Dark Angel (Casteel Series #2) Read online

Page 15


  Minutes must have passed before I heard Troy's voice saying: "Come, wake up and sip the brandy."

  Obediently, even as my eyes stayed closed, my lips parted and the stinging, warm liquid burned its way to my stomach, and then I was coughing, bolting upright, startled by the taste of liquor I'd never tried before. "Now, that's enough," he said, withdrawing the small snifter. He smiled as if amused by my reaction to just one swallow. "It can't compare with mountain dew, is that what you're telling me?"

  "I've never tasted mountain dew," I whispered hoarsely, "and I never want to." Pa's strong, brutal, and handsome face flashed before my eyes. Someday, someday, he and I would meet again, someday when I could be as cruel as he knew how to be.

  "You just sit there and doze and let me make you dinner. Then you can tell me what brought you here with tears in your eyes."

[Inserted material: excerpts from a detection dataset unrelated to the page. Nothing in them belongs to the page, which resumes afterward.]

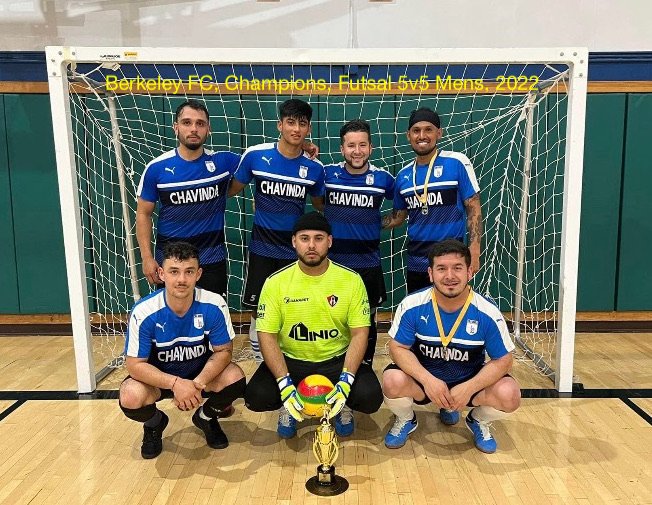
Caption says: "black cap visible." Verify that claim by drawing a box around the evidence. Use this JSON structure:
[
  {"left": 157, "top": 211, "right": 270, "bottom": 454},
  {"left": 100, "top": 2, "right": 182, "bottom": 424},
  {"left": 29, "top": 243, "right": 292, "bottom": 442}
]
[
  {"left": 292, "top": 210, "right": 332, "bottom": 235},
  {"left": 408, "top": 107, "right": 441, "bottom": 130}
]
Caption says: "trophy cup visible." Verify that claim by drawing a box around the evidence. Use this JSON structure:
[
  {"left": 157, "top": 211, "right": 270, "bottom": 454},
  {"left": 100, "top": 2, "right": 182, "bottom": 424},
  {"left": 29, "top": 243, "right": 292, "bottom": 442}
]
[{"left": 306, "top": 411, "right": 349, "bottom": 496}]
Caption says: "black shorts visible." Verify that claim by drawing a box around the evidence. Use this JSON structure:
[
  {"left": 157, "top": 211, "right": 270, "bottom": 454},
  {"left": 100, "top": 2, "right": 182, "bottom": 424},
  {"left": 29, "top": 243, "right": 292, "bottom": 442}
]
[
  {"left": 156, "top": 260, "right": 228, "bottom": 300},
  {"left": 351, "top": 267, "right": 387, "bottom": 309},
  {"left": 242, "top": 252, "right": 296, "bottom": 309},
  {"left": 405, "top": 270, "right": 432, "bottom": 295},
  {"left": 383, "top": 363, "right": 511, "bottom": 407}
]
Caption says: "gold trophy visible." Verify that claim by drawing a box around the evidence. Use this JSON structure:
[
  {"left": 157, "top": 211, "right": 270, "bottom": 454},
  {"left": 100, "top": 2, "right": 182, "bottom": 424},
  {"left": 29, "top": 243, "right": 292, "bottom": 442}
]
[{"left": 306, "top": 408, "right": 349, "bottom": 496}]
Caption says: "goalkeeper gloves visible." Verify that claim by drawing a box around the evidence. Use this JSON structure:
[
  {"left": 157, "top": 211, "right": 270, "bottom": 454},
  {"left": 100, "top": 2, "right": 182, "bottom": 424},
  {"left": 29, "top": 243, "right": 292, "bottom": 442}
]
[
  {"left": 326, "top": 368, "right": 355, "bottom": 418},
  {"left": 276, "top": 374, "right": 303, "bottom": 421}
]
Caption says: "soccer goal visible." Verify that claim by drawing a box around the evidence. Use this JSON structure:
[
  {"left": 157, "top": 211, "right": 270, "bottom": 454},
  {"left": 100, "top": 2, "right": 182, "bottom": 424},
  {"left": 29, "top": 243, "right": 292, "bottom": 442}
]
[{"left": 46, "top": 47, "right": 588, "bottom": 393}]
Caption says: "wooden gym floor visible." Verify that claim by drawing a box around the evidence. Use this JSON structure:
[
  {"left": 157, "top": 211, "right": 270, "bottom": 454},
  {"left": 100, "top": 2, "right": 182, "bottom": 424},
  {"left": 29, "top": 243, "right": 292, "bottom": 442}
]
[{"left": 0, "top": 333, "right": 652, "bottom": 505}]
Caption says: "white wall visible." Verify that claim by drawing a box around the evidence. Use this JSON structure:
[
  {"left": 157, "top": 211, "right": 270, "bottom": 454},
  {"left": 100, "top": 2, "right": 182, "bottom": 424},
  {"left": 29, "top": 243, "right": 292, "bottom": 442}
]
[{"left": 0, "top": 0, "right": 652, "bottom": 51}]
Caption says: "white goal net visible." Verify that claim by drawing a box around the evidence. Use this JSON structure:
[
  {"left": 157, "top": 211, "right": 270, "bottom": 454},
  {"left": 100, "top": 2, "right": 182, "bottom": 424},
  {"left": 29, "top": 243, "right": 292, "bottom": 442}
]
[{"left": 48, "top": 48, "right": 586, "bottom": 391}]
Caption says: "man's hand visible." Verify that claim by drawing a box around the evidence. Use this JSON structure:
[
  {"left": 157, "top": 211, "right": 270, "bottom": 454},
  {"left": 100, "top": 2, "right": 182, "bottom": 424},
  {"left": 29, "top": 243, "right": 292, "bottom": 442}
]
[
  {"left": 450, "top": 382, "right": 475, "bottom": 410},
  {"left": 143, "top": 257, "right": 161, "bottom": 284},
  {"left": 326, "top": 368, "right": 355, "bottom": 419},
  {"left": 172, "top": 377, "right": 203, "bottom": 410},
  {"left": 276, "top": 375, "right": 303, "bottom": 421},
  {"left": 423, "top": 376, "right": 453, "bottom": 409}
]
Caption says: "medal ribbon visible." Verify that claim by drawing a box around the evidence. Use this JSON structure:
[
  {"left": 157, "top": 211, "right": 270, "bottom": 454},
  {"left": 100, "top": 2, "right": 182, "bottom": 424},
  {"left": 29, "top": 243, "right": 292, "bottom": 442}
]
[
  {"left": 430, "top": 286, "right": 473, "bottom": 347},
  {"left": 412, "top": 149, "right": 439, "bottom": 207}
]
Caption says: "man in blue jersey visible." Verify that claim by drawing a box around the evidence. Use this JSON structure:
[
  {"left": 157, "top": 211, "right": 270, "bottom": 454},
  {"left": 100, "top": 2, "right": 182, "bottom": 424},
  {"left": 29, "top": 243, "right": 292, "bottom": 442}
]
[
  {"left": 324, "top": 119, "right": 394, "bottom": 365},
  {"left": 136, "top": 100, "right": 240, "bottom": 297},
  {"left": 383, "top": 239, "right": 521, "bottom": 453},
  {"left": 383, "top": 108, "right": 482, "bottom": 293},
  {"left": 120, "top": 242, "right": 245, "bottom": 459},
  {"left": 229, "top": 98, "right": 324, "bottom": 362}
]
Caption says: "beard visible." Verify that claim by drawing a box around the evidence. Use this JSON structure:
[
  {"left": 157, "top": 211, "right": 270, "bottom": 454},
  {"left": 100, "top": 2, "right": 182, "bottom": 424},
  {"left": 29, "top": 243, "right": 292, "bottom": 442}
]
[{"left": 297, "top": 253, "right": 327, "bottom": 267}]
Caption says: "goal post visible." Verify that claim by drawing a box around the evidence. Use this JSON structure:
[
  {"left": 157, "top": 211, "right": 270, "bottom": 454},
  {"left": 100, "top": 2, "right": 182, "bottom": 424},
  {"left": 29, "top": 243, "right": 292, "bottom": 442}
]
[{"left": 46, "top": 47, "right": 588, "bottom": 393}]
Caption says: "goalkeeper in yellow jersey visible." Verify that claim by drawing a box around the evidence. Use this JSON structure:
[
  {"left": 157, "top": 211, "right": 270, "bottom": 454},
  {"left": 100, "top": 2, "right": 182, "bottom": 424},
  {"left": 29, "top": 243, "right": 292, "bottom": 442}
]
[{"left": 245, "top": 212, "right": 383, "bottom": 438}]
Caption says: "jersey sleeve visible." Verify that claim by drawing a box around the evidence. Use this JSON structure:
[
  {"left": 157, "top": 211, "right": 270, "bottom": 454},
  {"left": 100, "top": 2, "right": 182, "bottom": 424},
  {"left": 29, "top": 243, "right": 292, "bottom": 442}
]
[
  {"left": 484, "top": 315, "right": 514, "bottom": 359},
  {"left": 125, "top": 308, "right": 154, "bottom": 358},
  {"left": 208, "top": 295, "right": 235, "bottom": 348},
  {"left": 459, "top": 154, "right": 480, "bottom": 200},
  {"left": 347, "top": 274, "right": 371, "bottom": 328},
  {"left": 233, "top": 149, "right": 254, "bottom": 184},
  {"left": 388, "top": 302, "right": 416, "bottom": 347},
  {"left": 256, "top": 279, "right": 283, "bottom": 333},
  {"left": 136, "top": 163, "right": 158, "bottom": 202}
]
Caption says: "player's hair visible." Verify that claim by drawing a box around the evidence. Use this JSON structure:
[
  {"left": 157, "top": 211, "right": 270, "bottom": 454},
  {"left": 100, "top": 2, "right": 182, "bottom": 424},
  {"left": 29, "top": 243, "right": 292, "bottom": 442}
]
[
  {"left": 340, "top": 119, "right": 371, "bottom": 145},
  {"left": 163, "top": 241, "right": 199, "bottom": 262},
  {"left": 278, "top": 98, "right": 312, "bottom": 122},
  {"left": 428, "top": 238, "right": 471, "bottom": 268},
  {"left": 174, "top": 99, "right": 210, "bottom": 123}
]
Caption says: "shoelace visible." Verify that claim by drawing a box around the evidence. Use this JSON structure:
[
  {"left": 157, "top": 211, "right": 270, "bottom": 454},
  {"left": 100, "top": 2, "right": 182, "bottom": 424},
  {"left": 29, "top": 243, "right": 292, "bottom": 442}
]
[
  {"left": 278, "top": 408, "right": 292, "bottom": 426},
  {"left": 389, "top": 417, "right": 412, "bottom": 437},
  {"left": 340, "top": 407, "right": 353, "bottom": 424},
  {"left": 477, "top": 421, "right": 493, "bottom": 440}
]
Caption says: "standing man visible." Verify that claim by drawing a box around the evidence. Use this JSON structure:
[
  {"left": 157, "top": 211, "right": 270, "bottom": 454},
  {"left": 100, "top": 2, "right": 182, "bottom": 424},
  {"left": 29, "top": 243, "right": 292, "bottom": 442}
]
[
  {"left": 120, "top": 242, "right": 245, "bottom": 459},
  {"left": 136, "top": 100, "right": 240, "bottom": 298},
  {"left": 245, "top": 212, "right": 382, "bottom": 438},
  {"left": 229, "top": 98, "right": 324, "bottom": 362},
  {"left": 324, "top": 119, "right": 394, "bottom": 365},
  {"left": 383, "top": 107, "right": 482, "bottom": 293},
  {"left": 383, "top": 240, "right": 521, "bottom": 453}
]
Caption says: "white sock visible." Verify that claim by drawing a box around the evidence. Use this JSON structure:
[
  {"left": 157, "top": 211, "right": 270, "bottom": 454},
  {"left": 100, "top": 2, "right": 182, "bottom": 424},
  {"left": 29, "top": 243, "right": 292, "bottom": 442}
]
[
  {"left": 383, "top": 395, "right": 414, "bottom": 420},
  {"left": 469, "top": 405, "right": 509, "bottom": 423}
]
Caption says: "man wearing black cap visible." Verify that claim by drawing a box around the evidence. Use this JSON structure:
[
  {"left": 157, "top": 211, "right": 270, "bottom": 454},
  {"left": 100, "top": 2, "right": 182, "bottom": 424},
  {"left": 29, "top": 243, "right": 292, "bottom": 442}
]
[
  {"left": 383, "top": 107, "right": 482, "bottom": 293},
  {"left": 245, "top": 212, "right": 382, "bottom": 438}
]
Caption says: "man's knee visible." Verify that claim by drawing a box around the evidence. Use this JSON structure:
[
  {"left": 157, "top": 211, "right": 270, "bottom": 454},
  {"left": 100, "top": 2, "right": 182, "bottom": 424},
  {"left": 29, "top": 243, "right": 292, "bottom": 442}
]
[
  {"left": 494, "top": 377, "right": 521, "bottom": 412},
  {"left": 383, "top": 369, "right": 410, "bottom": 398}
]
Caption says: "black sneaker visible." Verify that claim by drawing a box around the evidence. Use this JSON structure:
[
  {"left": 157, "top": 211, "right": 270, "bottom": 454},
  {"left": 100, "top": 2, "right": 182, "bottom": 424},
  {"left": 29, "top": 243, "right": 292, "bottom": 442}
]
[
  {"left": 192, "top": 407, "right": 229, "bottom": 449},
  {"left": 140, "top": 412, "right": 170, "bottom": 459}
]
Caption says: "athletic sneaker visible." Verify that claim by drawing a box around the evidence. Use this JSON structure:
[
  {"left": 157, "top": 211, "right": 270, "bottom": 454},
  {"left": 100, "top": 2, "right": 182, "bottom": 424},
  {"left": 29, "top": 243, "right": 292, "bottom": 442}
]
[
  {"left": 466, "top": 410, "right": 497, "bottom": 454},
  {"left": 335, "top": 405, "right": 355, "bottom": 437},
  {"left": 217, "top": 405, "right": 235, "bottom": 419},
  {"left": 276, "top": 407, "right": 297, "bottom": 438},
  {"left": 385, "top": 414, "right": 419, "bottom": 449},
  {"left": 140, "top": 412, "right": 170, "bottom": 459},
  {"left": 439, "top": 409, "right": 460, "bottom": 426},
  {"left": 192, "top": 407, "right": 229, "bottom": 449}
]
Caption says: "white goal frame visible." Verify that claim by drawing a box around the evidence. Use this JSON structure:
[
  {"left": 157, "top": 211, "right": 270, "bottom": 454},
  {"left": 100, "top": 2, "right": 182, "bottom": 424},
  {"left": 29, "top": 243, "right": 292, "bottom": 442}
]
[{"left": 46, "top": 46, "right": 588, "bottom": 394}]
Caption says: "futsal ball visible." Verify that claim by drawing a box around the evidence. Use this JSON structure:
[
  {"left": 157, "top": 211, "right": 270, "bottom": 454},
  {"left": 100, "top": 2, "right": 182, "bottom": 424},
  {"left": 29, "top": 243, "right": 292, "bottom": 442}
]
[{"left": 297, "top": 374, "right": 333, "bottom": 417}]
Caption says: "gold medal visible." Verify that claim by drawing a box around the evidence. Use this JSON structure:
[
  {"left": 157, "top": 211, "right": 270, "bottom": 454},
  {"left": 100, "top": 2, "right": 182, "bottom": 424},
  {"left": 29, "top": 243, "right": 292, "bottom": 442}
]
[
  {"left": 430, "top": 286, "right": 473, "bottom": 347},
  {"left": 412, "top": 150, "right": 439, "bottom": 216}
]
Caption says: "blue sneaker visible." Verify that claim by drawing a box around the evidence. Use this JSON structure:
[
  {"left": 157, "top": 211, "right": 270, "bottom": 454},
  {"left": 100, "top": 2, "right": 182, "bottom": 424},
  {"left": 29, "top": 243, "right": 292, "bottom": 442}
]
[
  {"left": 385, "top": 414, "right": 419, "bottom": 449},
  {"left": 466, "top": 410, "right": 497, "bottom": 454},
  {"left": 439, "top": 409, "right": 460, "bottom": 426},
  {"left": 276, "top": 407, "right": 297, "bottom": 438},
  {"left": 335, "top": 405, "right": 355, "bottom": 437}
]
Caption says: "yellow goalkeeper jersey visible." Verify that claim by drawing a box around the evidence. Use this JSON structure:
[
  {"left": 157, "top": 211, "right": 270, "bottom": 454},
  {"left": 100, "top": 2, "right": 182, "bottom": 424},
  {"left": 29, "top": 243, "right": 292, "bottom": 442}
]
[{"left": 256, "top": 261, "right": 370, "bottom": 362}]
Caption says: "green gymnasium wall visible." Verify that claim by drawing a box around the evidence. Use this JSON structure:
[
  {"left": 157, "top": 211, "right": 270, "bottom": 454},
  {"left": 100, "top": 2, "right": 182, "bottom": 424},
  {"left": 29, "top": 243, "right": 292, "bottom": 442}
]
[{"left": 0, "top": 93, "right": 652, "bottom": 314}]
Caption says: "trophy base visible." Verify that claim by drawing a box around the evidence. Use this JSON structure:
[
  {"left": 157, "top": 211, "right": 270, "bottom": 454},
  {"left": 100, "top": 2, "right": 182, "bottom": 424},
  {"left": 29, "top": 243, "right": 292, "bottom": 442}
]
[{"left": 306, "top": 465, "right": 349, "bottom": 496}]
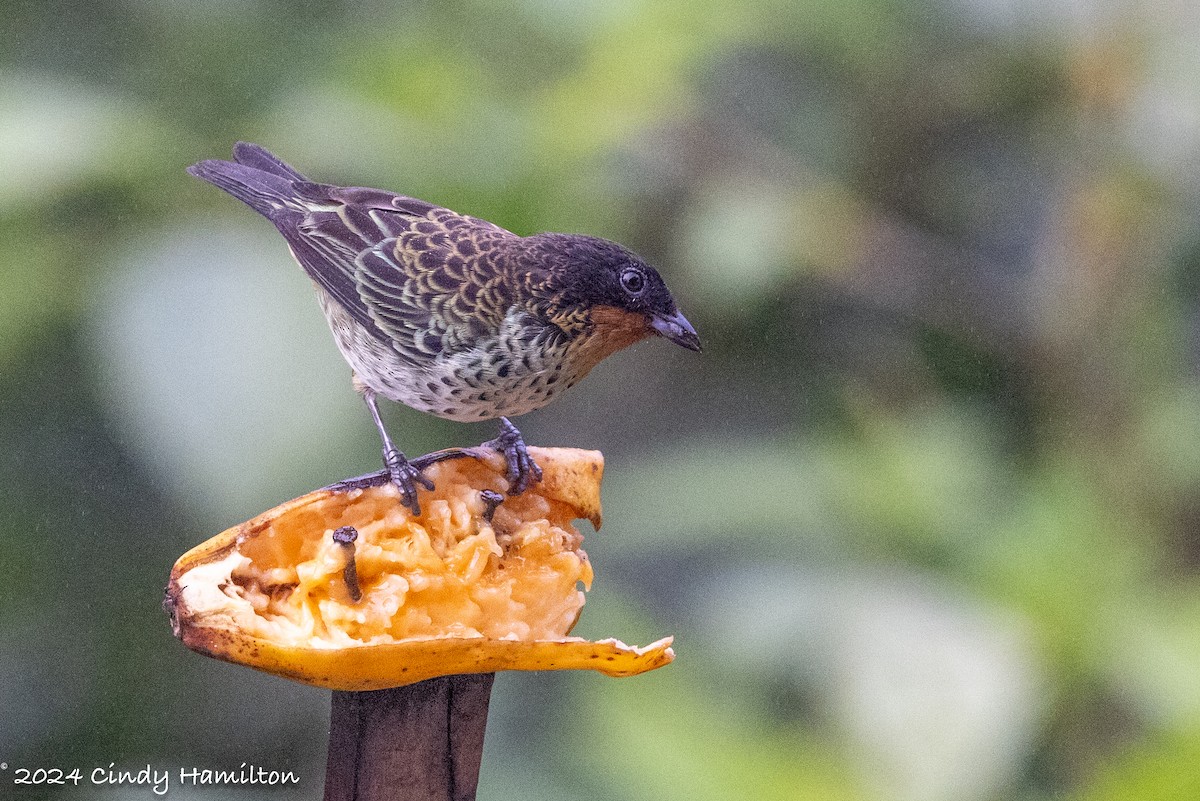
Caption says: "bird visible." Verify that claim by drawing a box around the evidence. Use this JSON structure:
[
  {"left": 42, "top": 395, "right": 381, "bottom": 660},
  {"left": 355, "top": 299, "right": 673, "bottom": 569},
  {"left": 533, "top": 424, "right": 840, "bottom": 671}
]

  My lips parted, but he hushed what I would say with the signal of his forefinger over his own lips.

  "Later."

  I watched him slice the fresh bread and put the sandwiches together with the quick dexterity that made all his chores seem effortless and enjoyable.

  Over my lap he placed a tray, and then his silver, napkin-covered tray of sandwiches and tea. On the floor before the fire he sat cross-legged to eat his meal. We had fallen into silence by this time, comfortable with each other as from time to time his eyes met with mine, ever watchful to see that I ate, and drank, and didn't lapse into the sleepy stupor that struggled to invade my body again.

  Snow slashed at the windows so they iced over.

  The whistling wind competed with the music. Still, compared to the wind in the Willies screaming through the cracks of that mountain cabin this was tame and muffled. This cottage, six times larger, was snug and well built, with sturdy walls and insulation.

  Through the walls of our cabin we had been able to see the sky.

  I began to nibble on his sandwich and before I knew it I'd consumed it all and polished off his steaming cup of tea. And he was smiling at me in a pleased way, having eaten three sandwiches to my one. "Another?" he asked, preparing to get up and enter the kitchen again.

  I leaned back, shaking my head. "Enough. I never knew sandwiches could be so satisfying until I tasted yours."

  "An art form when you care enough. How about dessert, say a slice of homemade fudge cake."

  "Yours?"

  "No, I don't ever bake cakes or pies, but Rye Whiskey always sends me a huge chunk of cake when he bakes. There's plenty for both of us.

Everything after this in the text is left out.